De Makcoma, decir que, aunque tenía el pelo largo, éste era liso y ordenado (y a veces parecía que postizo, dada su debilidad) y recogido en un discreto y austero tocado que pasaría el control. Además él se había criado en ese ambiente, y la mitad de sus amigos del colegio estarían en aquel mitin.

En aquel momento me sentí intrépido e inteligente, como Perico el del microscopio. Perico el del microscopio era una especie de ídolo personal. De él se contaba en el vecindario que era el chaval más listo de la calle. Era un niño con una mente superdotada y un intelecto preclaro. Tan listo era que sus padres le regalaron un microscopio a los once años, pero con la excusa de obtener muestras de semen para observarlas se masturbó tanto que murió de agotamiento a los trece años. De no haber sido por tan triste trance habría sido premio Nobel, seguro.

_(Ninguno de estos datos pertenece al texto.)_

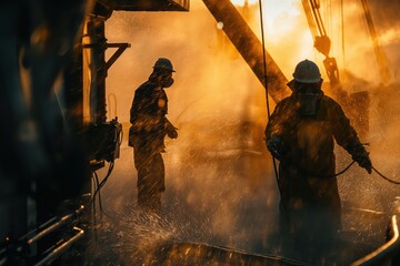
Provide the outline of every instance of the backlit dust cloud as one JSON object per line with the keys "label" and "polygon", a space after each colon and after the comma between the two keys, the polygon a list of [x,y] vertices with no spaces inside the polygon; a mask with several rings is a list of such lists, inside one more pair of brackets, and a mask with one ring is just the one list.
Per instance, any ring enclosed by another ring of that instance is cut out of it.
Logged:
{"label": "backlit dust cloud", "polygon": [[[266,49],[287,79],[291,79],[297,62],[307,58],[318,63],[328,82],[324,58],[313,48],[301,1],[262,2]],[[343,1],[341,9],[340,2],[321,1],[330,3],[321,8],[332,40],[330,55],[338,61],[348,93],[368,91],[370,109],[364,115],[369,115],[370,126],[361,141],[369,144],[372,164],[399,181],[400,23],[393,10],[400,4],[389,7],[390,1],[376,1],[370,7],[391,73],[389,84],[382,86],[361,3]],[[261,38],[258,1],[248,1],[246,9],[244,1],[234,3]],[[253,252],[273,249],[266,239],[276,229],[279,192],[262,140],[268,121],[266,92],[202,1],[191,0],[189,12],[114,12],[107,21],[106,37],[109,43],[131,44],[111,66],[107,80],[109,98],[117,99],[117,104],[110,101],[108,106],[109,119],[117,115],[124,127],[129,126],[134,90],[148,79],[156,60],[169,58],[177,70],[167,94],[168,117],[178,127],[179,137],[167,142],[163,202],[166,212],[174,213],[179,221],[173,226],[181,233],[177,236],[174,232],[174,237]],[[108,57],[112,53],[109,49]],[[270,101],[271,112],[273,108]],[[108,194],[118,194],[113,196],[117,205],[110,206],[116,209],[123,206],[123,198],[134,202],[132,151],[126,143],[122,150],[114,170],[119,176],[108,188]],[[337,171],[350,163],[351,157],[338,147]],[[368,175],[357,164],[339,177],[339,190],[343,208],[382,212],[390,211],[398,192],[398,187],[374,173]],[[254,241],[256,235],[264,241]]]}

Siempre me había identificado con él, en todos los sentidos. Aquella historia era tan buena como la del hombre que se enteró de la muerte de Marcelo Mastroiani mientras hacía el sesenta y nueve, gracias a que su amante se limpiaba el culo con papel de periódico.

Así que allí estábamos los seis mensajeros del orden divino, “di vino di Valdepeñas” tenía que ser, porque la verdad que para llevar a cabo semejante locura había que estar tajado.